Drug Target Discovery for Diseases of the Nervous
System
Existing therapeutic strategies for the treatment of neurological
disorders and mental illnesses focus almost exclusively on
symptoms rather than the underlying pathogenic mechanisms
causing disease. The available medications are thus poorly
targeted as cures and essentially incapable of preventing
or delaying the onset of neurodegenerative disorders such
as Alzheimer’s disease, Parkinson’s disease and
Amyotrophic Lateral Sclerosis (Lou Gehrig’s disease).
Acknowledging this failed strategy, most pharmaceutical companies
have now re-oriented their CNS research programs toward a
disease mechanism-based approach to drug discovery. The principal
research activity in these efforts centers primarily on characterization
of disease-associated cellular pathways and their protein
components. The next step is often the most difficult: determining
which of the implicated proteins should serve as the next-generation
drug targets. For many of these candidate molecules, it is
not easily known ahead of time whether modulating their activity
provides therapeutic benefit by affecting disease initiation
or progression or by diminishing other important aspects of
pathology. In addition, the availability and choice of animal
model systems impacts the validity of data obtained for target
assessment. More broadly, the evaluation of therapeutic strategies
for human disease in imperfect animal models is often the
road to drug development failure. Thus, successful drug discovery
lies in focusing on the right targets and in applying the
most precise animal models for any particular disease. This
is especially true for diseases of the brain.
At Neurome, research focused on genes whose protein products
demonstrably alter disease onset or pathology will enable
discovery of disease-relevant drug targets for a variety of
neurodegenerative disorders. Our strategy takes advantage
of the strengths of mouse genetics, where Neurome’s
quantitative methods have been remarkably successful at identifying
genomic regions contributing to an array of disease-associated
traits and susceptibilities that differ between inbred lines
of mice. These genomic regions are known collectively as quantitative
trait loci (or QTL), and the identity of the genes responsible
for quantitative traits offers a powerful point of departure
for the development of new pharmaceuticals. The encoded proteins
of quantitative trait (QT) genes represent genetically validated
targets, since studies that led to QTL mapping provide prima
facie evidence that differences in the activities of the proteins
directly contribute to differences in phenotype. Thus, in
a mouse model for a particular disease for which it has already
been shown by genetic studies that there are related QTLs,
each QTL-identified protein represents a validated target
for potential pharmaceutical targeting. A major goal of our
research efforts will be to systematically discover QT genes
for known QTLs related to human disease and to uncover disease-modifying
QTLs and therapeutic targets for neurodegenerative diseases.
Identifying the Best Drug Targets for CNS Disorders
The search for susceptibility genes and drug targets for neurological
and behavioral disorders has proven to be particularly difficult,
even though heritability of genetic risk factors has been
well documented for many mental illnesses. For many disorders,
genetic linkage studies have proposed one or more chromosomal
regions harboring genetic determinants, and plausible candidate
genes from these regions have been tested to determine whether
the gene co-segregates with disease within affected individuals
of a pedigree. However, due to the complexity of these disorders
and the limited statistical power of the linkage analyses,
most of these studies fail to replicate and primarily serve
to exclude hypothesized candidates within the genomic interval
for which linkage was first established. Candidate genes or
markers have also been evaluated in what are known as association
studies, a form of linkage analysis in which polymorphic alleles
or markers can be tested for association with susceptibility
after determining the genotype of variants in individuals
with disease and in unaffected controls in a large population.
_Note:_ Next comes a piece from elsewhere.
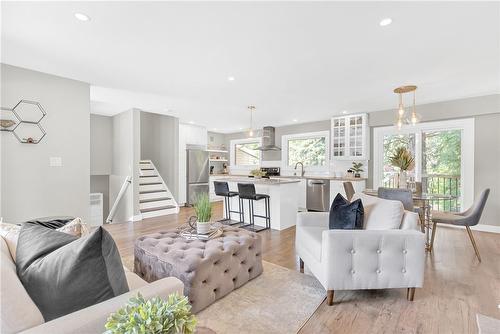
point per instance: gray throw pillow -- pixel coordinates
(63, 274)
Major neurological disorders, including Alzheimer’s
disease, multiple sclerosis, myasthenia gravis, Parkinson’s
disease, epilepsy, migraine, and ischemic stroke, have all
been investigated using genetic association approaches. With
the exception of Alzheimer’s disease, replication has
failed or is lacking for nearly all of these studies.
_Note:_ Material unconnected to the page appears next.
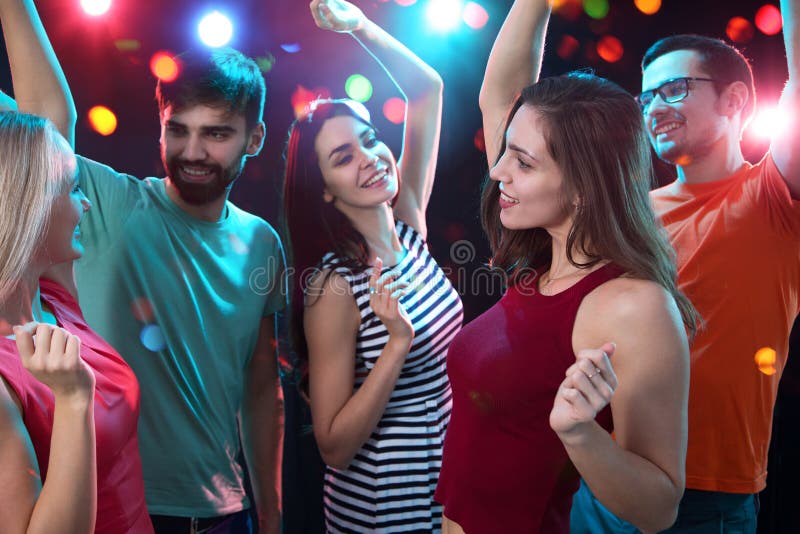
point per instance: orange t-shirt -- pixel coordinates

The difficulty in tracking complex trait genes for behavioral
disorders in humans is due in part to the variable roles that
environmental factors and experience play in establishing
these illnesses and to the contribution of many genes of small
effect, several of which may interact in a non-additive fashion
to influence disease traits. The variability often observed
in linkage studies is due to these inherent factors and therefore
limits the power of human molecular genetics approaches in
identifying genes for complex behavioral traits.
A Direct Route to the Targets
Fortunately, the task of identifying quantitative trait (QT)
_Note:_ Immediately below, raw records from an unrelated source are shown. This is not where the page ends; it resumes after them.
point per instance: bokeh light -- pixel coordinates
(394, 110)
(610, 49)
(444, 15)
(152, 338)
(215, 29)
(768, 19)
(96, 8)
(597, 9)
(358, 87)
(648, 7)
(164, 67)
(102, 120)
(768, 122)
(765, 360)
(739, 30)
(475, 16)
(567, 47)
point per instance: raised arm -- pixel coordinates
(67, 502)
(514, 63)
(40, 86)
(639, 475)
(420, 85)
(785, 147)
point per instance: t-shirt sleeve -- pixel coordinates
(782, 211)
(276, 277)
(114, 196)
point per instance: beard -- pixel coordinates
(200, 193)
genes is made much simpler by the use of inbred mouse strains.
As noted earlier, the observation that traits and susceptibilities
differ among different inbred lines has given rise to approaches
that identify quantitative contributions of multiple polymorphic
genes to disease-related phenotypes. Although initial QTL
mapping has proven to be rapid in mice, the molecular identification
of a QT gene and its encoded protein is often a formidable
bottleneck in QTL analysis, requiring years of intensive laboratory
effort. At Neurome, we have developed an innovative molecular
genetic strategy to overcome this obstacle. Neurome’s
strategy will employ measurements of mRNA abundance, utilizing
TOGA® technology, in a way that correlates gene expression
with genotype in order to vastly reduce the effort involved
in resolving individual loci.
TOGA® Technology
Over the past decade, advances in robotics, informatics and
molecular biology have led to the development of genomics
technologies that enable gene expression measurements to be
taken for thousands of genes in a highly parallel fashion.
The technology platform best suited to discover QT genes and
their corresponding protein therapeutic targets is Neurome’s
TOGA® (an acronym for TOtal Gene expression Analysis).
There are two principle reasons for this. First, TOGA®
is an ‘open system’ approach to gene expression
analysis. The method was designed to detect and measure the
abundance of any mRNA species present in a biological sample,
regardless of whether the gene was previously known or sequenced.
This design feature empowers TOGA® to interrogate a sample
and comprehensively survey all genes. The PCR-based detection
system provides a level of sensitivity that is sufficient
to detect genes expressed even as low as 1 part in 1,000,000.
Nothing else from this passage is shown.